PORTLAND — The longtime headmaster of Saco’s Thornton Academy has been named executive director of Portland’s first charter school, Baxter Academy for Technology and Science.
“I’m very, very excited about this opportunity,” said Carl Stasio, who retired last June from Thornton after serving as headmaster for 26 years. “I’m very interested in the possibilities of a small school like this.”
Baxter Academy officials plan to open the science, technology, engineering and math — or STEM — school in the fall, with 160 students at their building at 54 York St.
The school has been roiled by controversy in recent months after the board of directors ousted the founder and then-executive director, John Jaques.
Stasio said he and the Baxter team have a lot of work to do in a relatively short time span. The school has 105 confirmed students, and construction gets under way at the York Street property this week. School officials say they are in the process of recruiting more students and hiring teachers.
“The first priority is getting staff in place, then getting to meet those people, get the group together and begin to think of us as an entity,” Stasio said. “Baxter doesn’t exist as a working entity…. There are a lot of loose pieces that need to be pulled together.”
Among them, he said, are everything from figuring out how Baxter students would use the public library to working out relationships with corporate entities to partner with the school.
“It’s a niche opportunity to really do some exciting things with a small number of faculty and students,” Stasio said, adding that the school was rethinking the traditional high school curriculum.
“It’s the kind of thing that not too many people get the opportunity to do in a lifetime.”
Stasio led Thornton — one of Maine’s 11 town academies — through a time when enrollment doubled to about 1,600 students, a middle school was added and a boarding program for international students was created.
“Baxter Academy will benefit from Mr. Stasio’s expertise and his deep experience in leading a school that has both a unique mission but also an important public responsibility,” said Kelli Pryor, chairwoman of Baxter’s board of directors.
Stasio remained employed at Thornton after his retirement, working with donors through the school development office. He said he will continue to work at Thornton Academy part time through the end of the year. The executive director job at Baxter is also part time.
“I’ll do whatever needs to be done to make it a success,” said Stasio, who will begin his work at Baxter in early May.
In March, the school board hired Freeport High School math team leader Michele LaForge as head of school.
The school has also hired Adam Burk as interim chief operating officer. Burk is executive director of TEDxDirigo, and holds a master’s degree in education from Goddard College in Vermont.

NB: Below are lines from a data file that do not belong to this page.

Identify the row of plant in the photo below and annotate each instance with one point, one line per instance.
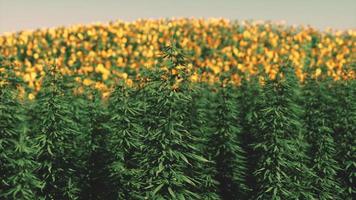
(105, 52)
(169, 138)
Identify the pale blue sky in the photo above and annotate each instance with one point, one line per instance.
(29, 14)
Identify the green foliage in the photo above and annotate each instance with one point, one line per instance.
(280, 172)
(320, 136)
(125, 129)
(343, 120)
(225, 143)
(17, 149)
(169, 151)
(59, 139)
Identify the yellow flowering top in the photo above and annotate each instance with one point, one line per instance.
(106, 52)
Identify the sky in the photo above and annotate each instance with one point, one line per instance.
(18, 15)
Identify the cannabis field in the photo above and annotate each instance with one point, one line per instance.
(178, 109)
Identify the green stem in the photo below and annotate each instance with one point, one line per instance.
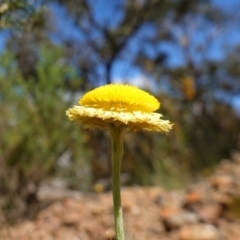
(117, 153)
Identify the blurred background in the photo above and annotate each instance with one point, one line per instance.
(185, 52)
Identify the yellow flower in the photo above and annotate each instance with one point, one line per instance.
(119, 104)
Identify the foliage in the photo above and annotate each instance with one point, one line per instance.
(35, 131)
(101, 40)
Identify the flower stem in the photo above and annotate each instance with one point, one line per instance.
(117, 153)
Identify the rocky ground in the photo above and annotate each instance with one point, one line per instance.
(209, 210)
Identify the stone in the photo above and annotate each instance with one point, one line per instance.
(199, 232)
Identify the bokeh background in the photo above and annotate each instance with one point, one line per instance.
(185, 52)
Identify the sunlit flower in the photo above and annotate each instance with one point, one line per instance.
(119, 104)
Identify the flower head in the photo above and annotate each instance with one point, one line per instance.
(119, 104)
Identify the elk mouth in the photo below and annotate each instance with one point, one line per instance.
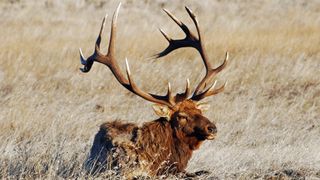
(211, 136)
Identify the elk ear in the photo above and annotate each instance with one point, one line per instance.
(162, 111)
(203, 106)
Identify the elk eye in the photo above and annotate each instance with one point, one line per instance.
(183, 120)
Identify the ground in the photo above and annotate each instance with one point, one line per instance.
(268, 117)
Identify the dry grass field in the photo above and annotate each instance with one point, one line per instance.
(268, 117)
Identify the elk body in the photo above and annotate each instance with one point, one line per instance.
(164, 145)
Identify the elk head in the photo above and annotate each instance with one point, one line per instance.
(182, 110)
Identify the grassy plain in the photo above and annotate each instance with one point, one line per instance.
(268, 118)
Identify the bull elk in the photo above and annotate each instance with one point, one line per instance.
(164, 145)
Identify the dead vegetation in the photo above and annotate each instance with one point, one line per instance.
(268, 118)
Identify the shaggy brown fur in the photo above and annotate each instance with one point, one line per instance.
(158, 147)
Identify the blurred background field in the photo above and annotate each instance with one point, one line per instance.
(268, 118)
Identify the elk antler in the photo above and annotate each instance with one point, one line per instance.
(196, 42)
(110, 61)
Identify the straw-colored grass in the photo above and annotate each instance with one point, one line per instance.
(268, 118)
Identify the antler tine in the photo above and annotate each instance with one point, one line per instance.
(211, 73)
(187, 92)
(110, 61)
(89, 62)
(196, 42)
(209, 92)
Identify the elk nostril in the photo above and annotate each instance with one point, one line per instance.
(212, 129)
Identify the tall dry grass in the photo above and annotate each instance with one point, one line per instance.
(268, 118)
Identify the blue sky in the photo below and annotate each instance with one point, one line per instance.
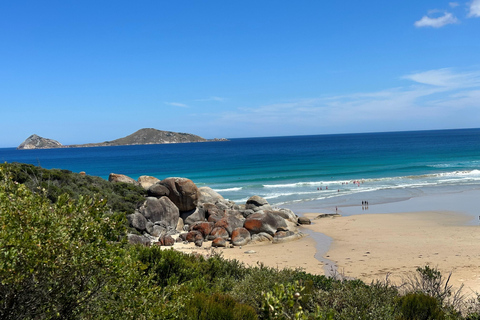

“Adam Burk’s work is synonymous with innovative thinking and collaboration,” Pryor said in an email. “He is a perfect fit for a school with a cutting-edge learning environment and forward-thinking teachers.”
Charter schools are approved and overseen by the Maine Charter School Commission under a state law passed in 2011. The law caps the number at 10 schools in 10 years. Two have opened.
Charter schools receive public funding but are formed and operated by parents, teachers and community leaders and are largely exempt from the rules and regulations that public school districts must follow. They have become a highly partisan issue in Maine, strongly backed by Republican Gov. Paul LePage but opposed by legislators and people who want to protect the funding of public schools.
School and commission officials are in the final stages of working out Baxter’s charter, or contract, which will go to the full commission for a vote, likely in May.